Ellen, ocupada día y noche en duplicar el producto de la plantación para ayudar a la Confederación, se aterrorizó cuando vio volver a su hija mayor, delgada, pálida e irritable. También ella sabía lo que era tener el corazón partido; ahora, acostada junto a Gerald, que roncaba, pasaba la noche pensando en lo que debía hacer para aliviar el dolor de Scarlett. La tía de Charles, Pittypat Hamilton, había escrito varias veces pidiéndole que dejase a Scarlett acercarse a Atlanta para pasar allá una larga temporada; ahora por primera vez Ellen consideró con seriedad la propuesta.
«Estoy sola con Melanie en esta enorme casa —escribía Pittypat—, sin protección varonil, ahora que mi querido Charles ha muerto. Es verdad que tengo a mi hermano Henry, pero la delicadeza me impide escribir mucho acerca de él. Melanie y yo nos sentiremos más tranquilas y seguras con Scarlett en casa. Tres mujeres solas están mejor que dos. Quizás Scarlett encuentre un poco de alivio a su dolor curando (como dice Melanie) a nuestros pobres soldados en los hospitales de nuestra ciudad… Y, además, Melanie y yo tenemos tantas ganas de ver al pequeño…»
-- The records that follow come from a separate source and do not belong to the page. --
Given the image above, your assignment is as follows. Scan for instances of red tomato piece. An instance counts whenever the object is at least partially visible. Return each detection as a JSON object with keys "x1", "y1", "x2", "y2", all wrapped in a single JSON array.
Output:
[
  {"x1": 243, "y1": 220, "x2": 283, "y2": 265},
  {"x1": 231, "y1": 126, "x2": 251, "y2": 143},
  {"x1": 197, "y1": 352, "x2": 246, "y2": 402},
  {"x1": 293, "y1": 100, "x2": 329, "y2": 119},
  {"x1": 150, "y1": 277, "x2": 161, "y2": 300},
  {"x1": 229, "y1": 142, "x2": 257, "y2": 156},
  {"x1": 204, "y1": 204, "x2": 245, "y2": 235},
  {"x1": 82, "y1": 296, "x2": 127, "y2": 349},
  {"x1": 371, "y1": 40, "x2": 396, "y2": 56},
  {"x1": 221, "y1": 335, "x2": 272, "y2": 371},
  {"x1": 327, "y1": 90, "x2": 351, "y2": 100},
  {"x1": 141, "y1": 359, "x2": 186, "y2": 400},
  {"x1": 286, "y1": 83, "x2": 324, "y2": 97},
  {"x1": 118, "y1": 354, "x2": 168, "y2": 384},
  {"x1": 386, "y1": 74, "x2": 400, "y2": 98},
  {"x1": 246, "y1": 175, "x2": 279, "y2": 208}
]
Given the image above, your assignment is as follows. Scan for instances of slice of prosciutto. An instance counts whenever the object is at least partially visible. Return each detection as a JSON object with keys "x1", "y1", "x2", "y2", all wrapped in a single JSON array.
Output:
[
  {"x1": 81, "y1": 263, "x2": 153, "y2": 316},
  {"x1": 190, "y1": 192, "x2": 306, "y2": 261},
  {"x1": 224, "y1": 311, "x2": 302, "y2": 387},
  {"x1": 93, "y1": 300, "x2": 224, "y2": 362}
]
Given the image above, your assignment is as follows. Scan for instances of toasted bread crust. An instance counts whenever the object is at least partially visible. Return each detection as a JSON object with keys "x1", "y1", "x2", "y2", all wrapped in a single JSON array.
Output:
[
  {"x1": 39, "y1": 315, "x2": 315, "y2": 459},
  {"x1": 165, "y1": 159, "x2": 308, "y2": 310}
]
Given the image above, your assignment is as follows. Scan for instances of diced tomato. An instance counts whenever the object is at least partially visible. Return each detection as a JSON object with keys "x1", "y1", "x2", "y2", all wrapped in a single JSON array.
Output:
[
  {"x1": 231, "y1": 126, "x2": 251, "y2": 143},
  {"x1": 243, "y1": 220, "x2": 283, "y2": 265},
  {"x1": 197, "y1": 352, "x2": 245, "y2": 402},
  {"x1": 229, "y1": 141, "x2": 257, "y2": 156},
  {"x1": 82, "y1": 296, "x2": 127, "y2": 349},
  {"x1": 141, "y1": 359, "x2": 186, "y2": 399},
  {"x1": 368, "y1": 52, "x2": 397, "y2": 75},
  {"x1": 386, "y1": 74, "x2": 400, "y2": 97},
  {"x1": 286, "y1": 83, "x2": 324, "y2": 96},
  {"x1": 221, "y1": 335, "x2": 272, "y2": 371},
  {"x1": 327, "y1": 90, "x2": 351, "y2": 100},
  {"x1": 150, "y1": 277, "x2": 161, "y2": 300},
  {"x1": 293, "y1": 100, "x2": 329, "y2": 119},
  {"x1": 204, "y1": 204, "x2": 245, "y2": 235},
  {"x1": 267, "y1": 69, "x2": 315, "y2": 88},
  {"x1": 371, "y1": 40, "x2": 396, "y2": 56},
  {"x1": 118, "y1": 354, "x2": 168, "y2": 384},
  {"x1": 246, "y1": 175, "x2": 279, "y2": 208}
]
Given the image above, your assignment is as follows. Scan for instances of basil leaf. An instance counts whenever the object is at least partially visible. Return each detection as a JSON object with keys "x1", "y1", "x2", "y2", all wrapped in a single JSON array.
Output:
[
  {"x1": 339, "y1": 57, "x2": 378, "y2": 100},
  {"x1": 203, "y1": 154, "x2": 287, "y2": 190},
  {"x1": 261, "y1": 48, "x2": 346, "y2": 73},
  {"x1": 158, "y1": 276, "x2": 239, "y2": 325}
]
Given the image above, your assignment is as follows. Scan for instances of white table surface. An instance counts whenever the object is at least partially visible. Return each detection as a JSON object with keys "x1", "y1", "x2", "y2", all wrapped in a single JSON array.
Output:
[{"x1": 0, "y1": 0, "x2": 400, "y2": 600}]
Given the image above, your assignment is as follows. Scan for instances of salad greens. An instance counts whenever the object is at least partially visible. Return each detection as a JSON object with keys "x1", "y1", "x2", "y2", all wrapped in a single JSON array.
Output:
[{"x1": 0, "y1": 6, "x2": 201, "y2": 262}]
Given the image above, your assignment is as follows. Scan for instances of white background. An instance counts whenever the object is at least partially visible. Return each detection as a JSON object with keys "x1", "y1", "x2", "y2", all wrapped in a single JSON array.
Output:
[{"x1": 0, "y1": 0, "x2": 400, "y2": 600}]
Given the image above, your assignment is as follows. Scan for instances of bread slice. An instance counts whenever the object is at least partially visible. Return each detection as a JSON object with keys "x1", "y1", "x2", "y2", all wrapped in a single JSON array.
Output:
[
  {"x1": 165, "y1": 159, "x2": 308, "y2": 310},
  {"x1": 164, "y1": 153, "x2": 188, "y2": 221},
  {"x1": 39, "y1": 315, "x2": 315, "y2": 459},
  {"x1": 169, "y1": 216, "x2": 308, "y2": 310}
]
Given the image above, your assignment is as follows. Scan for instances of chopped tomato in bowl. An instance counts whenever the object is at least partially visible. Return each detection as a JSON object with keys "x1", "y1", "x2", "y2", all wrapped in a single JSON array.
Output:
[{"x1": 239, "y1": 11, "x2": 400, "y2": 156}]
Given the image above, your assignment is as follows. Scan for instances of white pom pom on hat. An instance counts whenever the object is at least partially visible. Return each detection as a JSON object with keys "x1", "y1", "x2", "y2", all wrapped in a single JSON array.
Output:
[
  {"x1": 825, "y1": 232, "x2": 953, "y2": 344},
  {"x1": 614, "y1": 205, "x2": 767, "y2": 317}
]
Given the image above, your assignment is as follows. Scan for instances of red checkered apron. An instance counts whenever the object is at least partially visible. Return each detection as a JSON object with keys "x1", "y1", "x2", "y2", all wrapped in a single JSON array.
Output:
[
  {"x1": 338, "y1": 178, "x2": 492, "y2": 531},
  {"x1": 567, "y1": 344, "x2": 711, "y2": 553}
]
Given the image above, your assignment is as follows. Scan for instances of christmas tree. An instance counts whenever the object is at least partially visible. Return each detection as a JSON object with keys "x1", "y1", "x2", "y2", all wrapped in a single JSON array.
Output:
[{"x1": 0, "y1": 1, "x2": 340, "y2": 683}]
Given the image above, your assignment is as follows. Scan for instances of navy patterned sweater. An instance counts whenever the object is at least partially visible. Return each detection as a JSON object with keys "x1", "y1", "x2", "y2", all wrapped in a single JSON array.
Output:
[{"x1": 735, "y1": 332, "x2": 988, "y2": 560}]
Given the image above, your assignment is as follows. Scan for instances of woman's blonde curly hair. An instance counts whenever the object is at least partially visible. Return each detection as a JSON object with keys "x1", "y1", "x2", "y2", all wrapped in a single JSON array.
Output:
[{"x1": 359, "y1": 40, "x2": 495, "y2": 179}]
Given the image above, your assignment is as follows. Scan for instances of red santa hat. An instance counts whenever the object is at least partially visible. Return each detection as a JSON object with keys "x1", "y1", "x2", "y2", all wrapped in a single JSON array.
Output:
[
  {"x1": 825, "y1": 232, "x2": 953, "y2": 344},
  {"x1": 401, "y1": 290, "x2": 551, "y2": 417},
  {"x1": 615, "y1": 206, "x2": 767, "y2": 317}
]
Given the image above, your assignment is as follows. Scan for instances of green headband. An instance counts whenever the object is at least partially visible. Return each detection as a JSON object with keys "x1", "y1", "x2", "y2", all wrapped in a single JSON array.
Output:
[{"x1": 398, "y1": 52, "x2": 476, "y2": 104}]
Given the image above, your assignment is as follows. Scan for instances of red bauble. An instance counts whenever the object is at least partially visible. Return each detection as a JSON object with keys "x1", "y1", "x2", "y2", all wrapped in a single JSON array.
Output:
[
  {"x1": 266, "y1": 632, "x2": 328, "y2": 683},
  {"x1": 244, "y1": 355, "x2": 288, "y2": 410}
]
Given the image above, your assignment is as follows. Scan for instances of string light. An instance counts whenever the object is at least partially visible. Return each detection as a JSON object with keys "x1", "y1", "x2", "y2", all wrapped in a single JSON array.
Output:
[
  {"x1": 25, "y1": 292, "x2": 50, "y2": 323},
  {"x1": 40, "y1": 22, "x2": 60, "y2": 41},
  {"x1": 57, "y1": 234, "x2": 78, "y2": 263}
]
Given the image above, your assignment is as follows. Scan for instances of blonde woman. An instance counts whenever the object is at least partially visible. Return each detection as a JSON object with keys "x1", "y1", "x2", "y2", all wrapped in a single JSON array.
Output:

Así, el baúl de Scarlett fue cerrado de nuevo conteniendo sus trajes de luto, y ella partió para Atlanta con Wade Hampton, su niñera Prissy, gran cantidad de advertencias sobre el comportamiento a observar de parte de Ellen y Mamita y cien dólares en billetes de la Confederación, que le dio Gerald. No deseaba particularmente ir a Atlanta. Tenía a tía Pittypat por la vieja más fastidiosa que conocía, y la idea de vivir bajo el mismo techo que la mujer de Ashley le repugnaba. Pero el condado, con todos sus recuerdos, le hacía la vida imposible y cualquier cambio era bien recibido.